"What is powerful
is when what you say
is just the tip of the iceberg
of what you know."
-- Jim Rohn
In preparation for a training consulting job and another of speaking to some teenagers who are just beginning to consider careers and jobs, I've had a lot of things that I've learned running through my brain. As a sales manager in one form or another since 1975 and my observation of people in sales positions wherever I've traveled, that gets mixed into all that I know on the subject of influence and sales.
Of all that I have learned and taught for so long, I can bring down to one short sentence my entire philosophy of doing well in sales, management, or any other endeavor. Here it is:
Be the best you can be.
I didn't say THE best. I said the best YOU can be. Not the best anyone could be, but only and exclusively the best that you can be. Whatever that is.
I deal with and have dealt with a lot with auto & truck salespeople. One thing that I noticed that is common with far too many is their lack of sincere interest in wanting to be the best they could be. They just want to get through it without too much effort from them. Many of them didn't survive long with that philosophy.
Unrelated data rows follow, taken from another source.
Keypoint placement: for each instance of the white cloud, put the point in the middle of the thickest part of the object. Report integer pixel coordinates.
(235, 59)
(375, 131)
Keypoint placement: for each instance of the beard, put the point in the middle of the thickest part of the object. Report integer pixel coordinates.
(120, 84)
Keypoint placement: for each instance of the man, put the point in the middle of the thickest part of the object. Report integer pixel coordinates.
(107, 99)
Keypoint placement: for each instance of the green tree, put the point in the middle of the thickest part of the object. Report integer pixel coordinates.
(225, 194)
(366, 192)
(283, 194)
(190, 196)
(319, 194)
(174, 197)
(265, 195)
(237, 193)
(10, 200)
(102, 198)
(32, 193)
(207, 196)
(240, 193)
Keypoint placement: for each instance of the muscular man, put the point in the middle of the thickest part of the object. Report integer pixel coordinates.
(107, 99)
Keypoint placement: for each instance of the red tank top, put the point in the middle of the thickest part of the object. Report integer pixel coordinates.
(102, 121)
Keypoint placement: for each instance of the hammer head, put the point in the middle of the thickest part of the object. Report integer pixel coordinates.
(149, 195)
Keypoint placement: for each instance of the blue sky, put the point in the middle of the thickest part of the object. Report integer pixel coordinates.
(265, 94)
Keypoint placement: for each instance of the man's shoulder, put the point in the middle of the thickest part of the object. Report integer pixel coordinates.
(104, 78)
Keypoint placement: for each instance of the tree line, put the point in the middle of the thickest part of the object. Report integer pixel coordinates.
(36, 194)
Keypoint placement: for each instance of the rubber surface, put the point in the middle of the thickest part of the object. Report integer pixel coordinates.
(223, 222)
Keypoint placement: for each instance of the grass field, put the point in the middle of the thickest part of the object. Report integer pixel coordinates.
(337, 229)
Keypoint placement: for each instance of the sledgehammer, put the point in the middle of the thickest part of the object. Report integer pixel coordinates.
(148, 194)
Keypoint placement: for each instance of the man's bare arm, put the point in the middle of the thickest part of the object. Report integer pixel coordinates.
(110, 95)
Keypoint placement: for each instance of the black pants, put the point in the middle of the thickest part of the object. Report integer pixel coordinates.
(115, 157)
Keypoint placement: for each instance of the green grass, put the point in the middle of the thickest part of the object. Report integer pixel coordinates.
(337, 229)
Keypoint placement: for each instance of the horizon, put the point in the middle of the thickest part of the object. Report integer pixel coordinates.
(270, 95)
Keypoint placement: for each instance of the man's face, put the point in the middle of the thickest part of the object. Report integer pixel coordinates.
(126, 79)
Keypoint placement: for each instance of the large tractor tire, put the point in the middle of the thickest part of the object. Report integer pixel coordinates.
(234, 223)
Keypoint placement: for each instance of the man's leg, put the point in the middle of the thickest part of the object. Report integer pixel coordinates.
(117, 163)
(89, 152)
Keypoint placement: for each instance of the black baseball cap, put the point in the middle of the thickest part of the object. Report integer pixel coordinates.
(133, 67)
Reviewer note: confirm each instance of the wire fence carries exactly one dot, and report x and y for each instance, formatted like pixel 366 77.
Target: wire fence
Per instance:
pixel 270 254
When it comes to learning a job or career, the very first thing on my list of expectations and instruction is to know what you're selling. And, I mean know it so well that you seem like an expert on the product or service. This is the foundation of doing well. I see 20+ year veterans who can't give a walkaround presentation on a vehicle. That amazes me. But, there was an old phrase I learned long ago that says, "he had 20 years of experience--one year, repeated twenty times."
Jim Rohn said on a set of tapes once that you don't need to talk about but 5 or 6 things to sell a car. And, he's right. The more you talk about in numbers of things, the more the prospect can be confused. However, you have to know which 5 or 6 things to talk about from the 250 things you know. If you don't know the 250 things, you are very limited in your influence.
I recommend to every person doing any job, and especially in sales, to know your product and service as an expert in it. When you know all that about your product and service, what you say will be the tip of the iceberg of what you know, and just as with an iceberg, you can only see about 10% of what it really is in size, people will get that feeling from you, and have confidence in you, sensing the depth of your knowledge.
"Lack Of Homework Shows Up In The Marketplace As Well As In The Classroom." -- Jim Rohn
Spread Some Joy Today--"Sometimes I just think funny thoughts!" -- from the movie, Arthur. It is a great philosophy.